De novo VS Closed Ref

Good evening to everyone,

I am sorry if maybe this question is “too basic” but I have a doubt about the two approaches for otu-picking: de novo and closed reference.
I understand more or less how do they work, but I dont understand why should I use one instead of other? which are the benefits and limitations? Why everyone use always the de novo assembly and only for Picrust the closed reference?
Thanks in advance to everyone will help me understanding this.

1 Like

Hi @michele_quail ,

This can be a little bit of a controversial topic in some circles. It, in part, depends on what type of sample you’re working with and what your options are. My work has focused primarily on western humans, and so my views reflect that bias. Other people, who work in other environments, may have a different perspective.

I want to start with the one cases where you absolutely must use closed reference picking, and then work to less strict scenarios. So, the place where you absolutely must used a closed reference method is when working with a meta analysis with multiple hypervariable regions. De novo clustering or denoising of different regions will conclude that there are differences based on the region. (It’s worth noting that hypervariable has a strong signal in general, regardless of clustering/denoising method).

Its my opinion (even if its not generally accepted) that you should use close reference picking or denoising for well defined environments with good references (i.e. the human body, model organisms, etc). This is because if we both use a closed reference method against the same database, my OTU 737 and your OTU 737 should be the same OTU. Which, biologically or from the perspective of a simple textual “am I seeing the same thing” is really helpful.

Closed reference picking also, as you mentioned, allows you to make use of PICRUSt and other OTU-based algorithms.

I think the other major limitation of closed reference picking is the level of trust you place in your reference database, and which reference you use. Essentially, your OTU picking and assignment becomes as good as the reference you select. The annotation aspect is true for other algorithms (taxonomic assignment based on a naive bayesian also requires a good training set), but I think it’s less prominent in those cases.

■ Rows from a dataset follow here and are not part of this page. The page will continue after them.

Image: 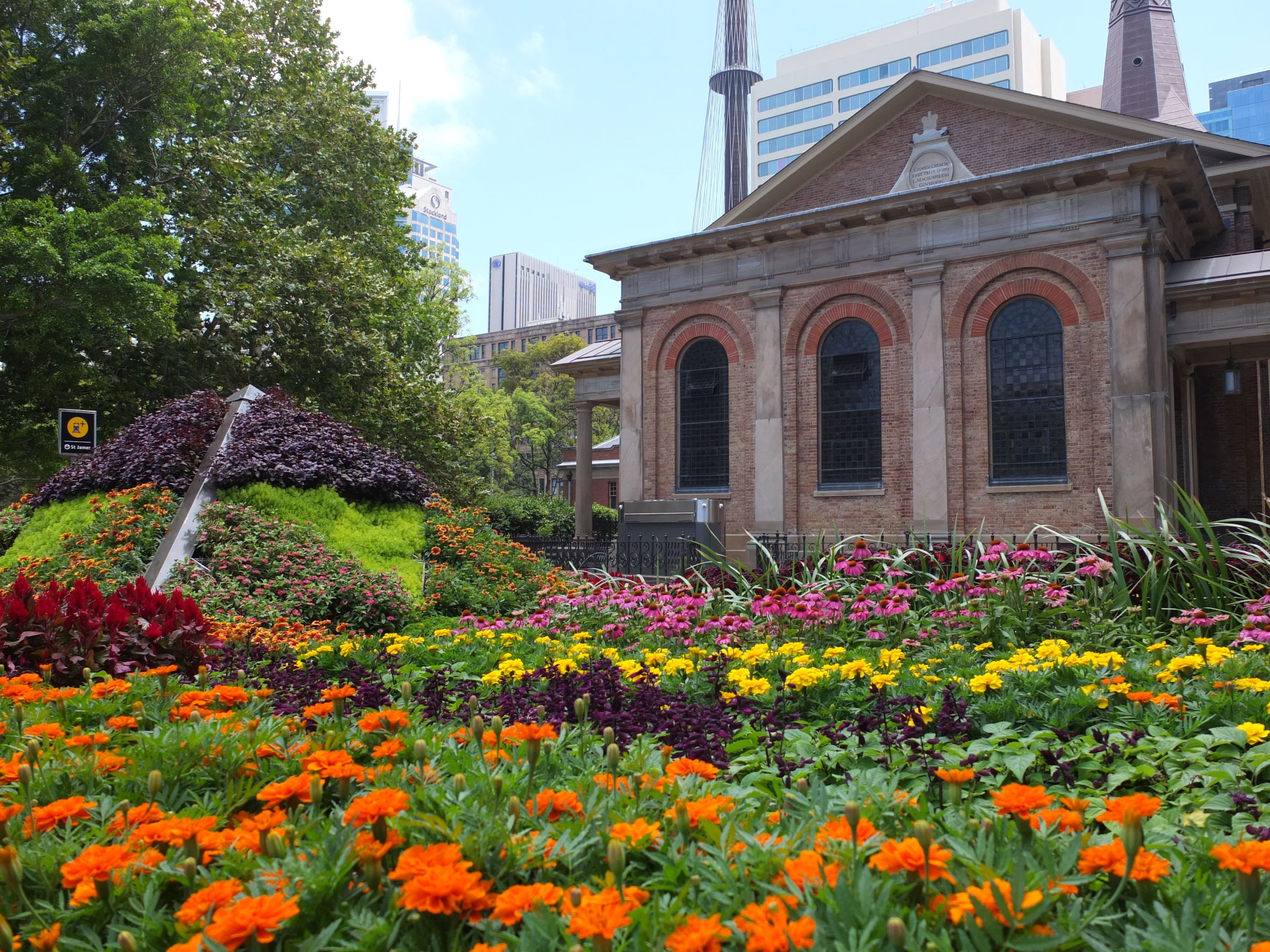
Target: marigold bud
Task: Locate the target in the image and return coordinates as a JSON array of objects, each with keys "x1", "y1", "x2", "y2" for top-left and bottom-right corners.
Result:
[
  {"x1": 607, "y1": 839, "x2": 626, "y2": 878},
  {"x1": 886, "y1": 915, "x2": 908, "y2": 948}
]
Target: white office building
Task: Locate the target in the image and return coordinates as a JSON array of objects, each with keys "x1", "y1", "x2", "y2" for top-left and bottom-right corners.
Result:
[
  {"x1": 489, "y1": 251, "x2": 596, "y2": 334},
  {"x1": 749, "y1": 0, "x2": 1067, "y2": 184}
]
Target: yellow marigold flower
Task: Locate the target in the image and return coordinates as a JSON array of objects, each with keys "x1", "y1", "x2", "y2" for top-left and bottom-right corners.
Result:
[
  {"x1": 1238, "y1": 721, "x2": 1270, "y2": 744},
  {"x1": 970, "y1": 672, "x2": 1005, "y2": 694}
]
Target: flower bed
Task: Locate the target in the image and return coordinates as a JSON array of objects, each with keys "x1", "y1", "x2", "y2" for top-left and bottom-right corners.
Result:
[{"x1": 0, "y1": 541, "x2": 1270, "y2": 952}]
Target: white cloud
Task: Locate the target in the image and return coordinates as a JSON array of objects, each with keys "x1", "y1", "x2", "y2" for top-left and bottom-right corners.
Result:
[
  {"x1": 322, "y1": 0, "x2": 480, "y2": 161},
  {"x1": 516, "y1": 66, "x2": 561, "y2": 99},
  {"x1": 521, "y1": 29, "x2": 547, "y2": 56}
]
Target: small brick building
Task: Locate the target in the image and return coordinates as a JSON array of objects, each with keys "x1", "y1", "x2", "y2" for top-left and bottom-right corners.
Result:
[{"x1": 573, "y1": 63, "x2": 1270, "y2": 551}]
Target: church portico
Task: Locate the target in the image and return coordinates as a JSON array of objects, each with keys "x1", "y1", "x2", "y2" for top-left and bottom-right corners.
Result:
[{"x1": 588, "y1": 67, "x2": 1270, "y2": 554}]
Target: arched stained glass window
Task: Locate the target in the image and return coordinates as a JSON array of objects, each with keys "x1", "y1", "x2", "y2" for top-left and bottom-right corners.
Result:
[
  {"x1": 819, "y1": 320, "x2": 882, "y2": 489},
  {"x1": 677, "y1": 338, "x2": 729, "y2": 492},
  {"x1": 988, "y1": 297, "x2": 1067, "y2": 485}
]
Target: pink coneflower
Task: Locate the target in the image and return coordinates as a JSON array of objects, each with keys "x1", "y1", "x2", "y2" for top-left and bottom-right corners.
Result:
[{"x1": 1168, "y1": 608, "x2": 1231, "y2": 628}]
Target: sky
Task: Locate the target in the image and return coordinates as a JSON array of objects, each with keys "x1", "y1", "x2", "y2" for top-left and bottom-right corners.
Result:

One of the major complaints against closed reference picking is that you sacrifice sequences. This is a fair criticism, I think, in environments that are not well characterised. So, if you’re working with an environmental sample from a new extreme environment or an environment which just isn’t covered by one of the databases, you may give up half your sequences to closed reference picking. As a result, a lot of people fall into the camp of “cluster everything and then filter”.
This may also reflect some of the historical issues in the field: de novo algorithms were some fo the first released, meaning they tend to have more citations. And, there are certain camps who do not use closed reference.

A third approach, which I tend to see more in the literature than de novo is open reference, which is a combination fo the two. It retains the advantage of closed reference picking, in that you get the benefits of having a reference and therefore more comparable data, but also allows you to retain more sequences.

Finally, I want to mention denoising, as a category unto itself. Because denoising (deblur and dada2 are implemented in QIIME 2) are per-sequence algorithms, rather than clustering-based algorithms, they give you some the features of closed reference and de novo picking. Namely, because your identifier is an individual sequence rather than a cluster, it can be compared across multiple datasets easily (as long as they’re the same sequence length and region), but also allows you to keep as many features as possible.

tl;dr: Closed reference only for combining hypervariable regions; closed reference with well defined environments; de novo or open w with poorly defined ones, but really, denoising when you can get away with it



Thanks a lot really for your explication and even for the article. It was very useful for me.
I don’t know this last approach you are mentioning here, the one with dada2.
I will look for articles on it.
Thanks a lot

Just a further elucidation: If I do a de novo assembly and after match with reference database I remore NA, is it the same that have a closed reference approach?

No, I don’t think so. I’m not sure what the motivation would be to do that with OTUs. I could maybe see a use to do closed reference clustering for denoised sequence, which was done in the American Gut Manuscript to address some methodological issues. But, if you’re dealing with de novo OTUs and you have the raw data, why not just re-pick so you have consistent results?


This topic was automatically closed 31 days after the last reply. New replies are no longer allowed.